Jusqu’à ce que ce petit corps tout poisseux soit posé sur son sein et qu’elle lui caresse doucement la tête de la main.

- Salut Gamin. )

 

Bref, Pinpin, le lapin.

 

C’est Annie qui a offert Pinpin – une cousine dont le père du Gamin a été proche, quand ils étaient enfants et qu’il a un peu perdue de vue depuis. La vie – les études – la géographie. Ça aurait pu être une opportunité de rapprochement. Après tout, ils étaient super complices, ils se considéraient comme frère et sœur.

Ça aurait pu.

Le père n’en fera rien.

C’est un drôle de type, le père du Gamin. Pas le mauvais gars. Sympa, affable, jamais un mot plus haut que l’autre. Apprécié de tous - le type que tout le monde aime bien comme on aime bien les carottes râpées. Stable et fidèle. Mais distant. Pas vraiment d’amis, juste quelques connaissances. Discret. Le genre à n’entretenir de relation humaine que si on vient le chercher, limite à le harceler.
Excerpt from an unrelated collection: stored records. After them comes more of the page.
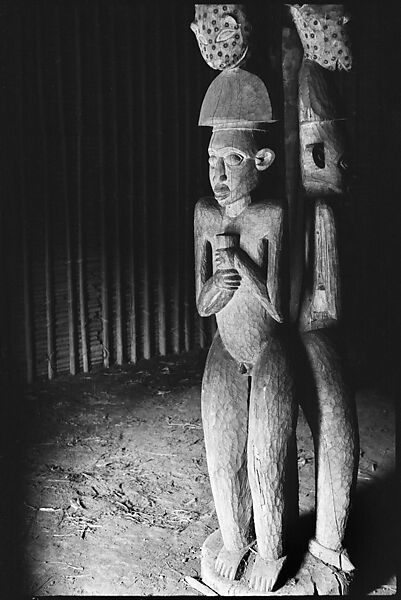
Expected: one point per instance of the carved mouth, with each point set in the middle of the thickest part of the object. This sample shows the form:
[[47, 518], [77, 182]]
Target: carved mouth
[[221, 192]]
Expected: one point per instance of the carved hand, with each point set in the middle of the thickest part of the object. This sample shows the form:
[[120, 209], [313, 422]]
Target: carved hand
[[224, 257], [227, 279]]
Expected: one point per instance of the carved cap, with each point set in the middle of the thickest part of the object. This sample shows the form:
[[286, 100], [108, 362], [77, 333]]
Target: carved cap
[[236, 99], [323, 31]]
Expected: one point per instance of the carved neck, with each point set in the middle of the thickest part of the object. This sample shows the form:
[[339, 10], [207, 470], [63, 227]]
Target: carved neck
[[236, 208]]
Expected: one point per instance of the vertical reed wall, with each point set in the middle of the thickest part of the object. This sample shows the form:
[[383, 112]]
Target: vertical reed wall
[[102, 163]]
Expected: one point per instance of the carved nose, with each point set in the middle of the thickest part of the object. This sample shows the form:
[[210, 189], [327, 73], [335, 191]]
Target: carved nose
[[220, 170]]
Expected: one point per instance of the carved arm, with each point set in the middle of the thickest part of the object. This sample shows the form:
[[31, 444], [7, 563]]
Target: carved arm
[[213, 291]]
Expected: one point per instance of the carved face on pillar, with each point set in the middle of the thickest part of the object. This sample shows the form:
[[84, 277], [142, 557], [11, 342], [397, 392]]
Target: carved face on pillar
[[222, 32], [236, 161], [324, 164]]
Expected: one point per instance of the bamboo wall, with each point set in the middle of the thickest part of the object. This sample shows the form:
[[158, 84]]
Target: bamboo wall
[[102, 110], [102, 165]]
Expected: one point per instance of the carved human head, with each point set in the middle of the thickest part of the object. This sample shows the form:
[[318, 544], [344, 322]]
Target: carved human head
[[237, 106], [324, 34], [324, 161], [237, 158], [222, 32]]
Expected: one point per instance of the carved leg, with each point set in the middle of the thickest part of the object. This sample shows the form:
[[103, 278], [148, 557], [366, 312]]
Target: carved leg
[[225, 424], [271, 460], [335, 430]]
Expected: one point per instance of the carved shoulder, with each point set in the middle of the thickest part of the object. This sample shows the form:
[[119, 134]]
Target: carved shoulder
[[206, 214], [269, 211]]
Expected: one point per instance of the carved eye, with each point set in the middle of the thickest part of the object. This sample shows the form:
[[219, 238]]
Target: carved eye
[[318, 155], [225, 34], [233, 160]]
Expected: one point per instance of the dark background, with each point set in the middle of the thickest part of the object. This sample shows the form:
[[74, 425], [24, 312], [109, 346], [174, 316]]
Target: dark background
[[102, 162]]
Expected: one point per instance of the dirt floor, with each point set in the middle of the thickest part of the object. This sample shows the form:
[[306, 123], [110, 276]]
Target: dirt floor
[[107, 490]]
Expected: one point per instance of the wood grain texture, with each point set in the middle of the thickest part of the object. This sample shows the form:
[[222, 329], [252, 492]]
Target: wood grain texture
[[330, 409], [329, 403], [225, 424], [321, 305]]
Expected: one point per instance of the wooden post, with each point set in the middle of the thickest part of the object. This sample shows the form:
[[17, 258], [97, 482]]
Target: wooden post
[[291, 62], [67, 210], [160, 198], [80, 257], [116, 197], [102, 201], [47, 234], [132, 214], [22, 189], [178, 195], [146, 340]]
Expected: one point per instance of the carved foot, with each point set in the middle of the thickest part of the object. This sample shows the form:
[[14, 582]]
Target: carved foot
[[340, 560], [228, 561], [265, 573]]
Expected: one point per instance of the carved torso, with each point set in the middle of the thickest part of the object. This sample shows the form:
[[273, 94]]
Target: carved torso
[[244, 324]]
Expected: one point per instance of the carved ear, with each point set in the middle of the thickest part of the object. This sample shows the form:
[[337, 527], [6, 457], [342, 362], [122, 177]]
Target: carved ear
[[264, 158]]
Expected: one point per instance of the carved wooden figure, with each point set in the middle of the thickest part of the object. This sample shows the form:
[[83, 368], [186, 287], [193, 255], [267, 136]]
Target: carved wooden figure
[[330, 405], [248, 409], [222, 32]]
Et avec cette phobie du téléphone qui intrigue tout le monde et qui n’arrange rien pour conserver des liens.

Un ours.

Gentil – mais un ours.

Un peu comme un serial killer qui n’aurait jamais tué personne ni même envisagé de le faire.

 

Mais, donc, Pinpin.

 

Au début, Pinpin est un parmi les doudous qui encombrent le lit du Gamin. Au début, il ne s’appelle pas encore Pinpin, il n’a pas de nom, il est juste le lapin.

Un des lapins.

C’est fou ce qu’on fait comme lapins en doudous, non ?

Alors qu’on fait assez peu de vaches, encore moins de cochons.

Plus tard, on leur fait manger les trois, aux gamins et on leur offre un chiot ou un petit chat. Ou un poisson rouge.

C’est comme ça.

 

Au début, Gamin n’a pas de préférence. C’est un bébé. Il dort souvent et ses petites mains attrapent un peu au hasard ce qui est posé autour de lui.

Samy dira :

- Ouais, cool ! On pourrait lui foutre un sex-toy, ça ferait pareil.

Mais personne ne rira.

- Ça va pas de dire des trucs pareils ? Nan, mais Sammy, bordel, tu te rends compte ou pas ? Tu te rends compte à quel point c’est super malsain ce que tu viens de dire ?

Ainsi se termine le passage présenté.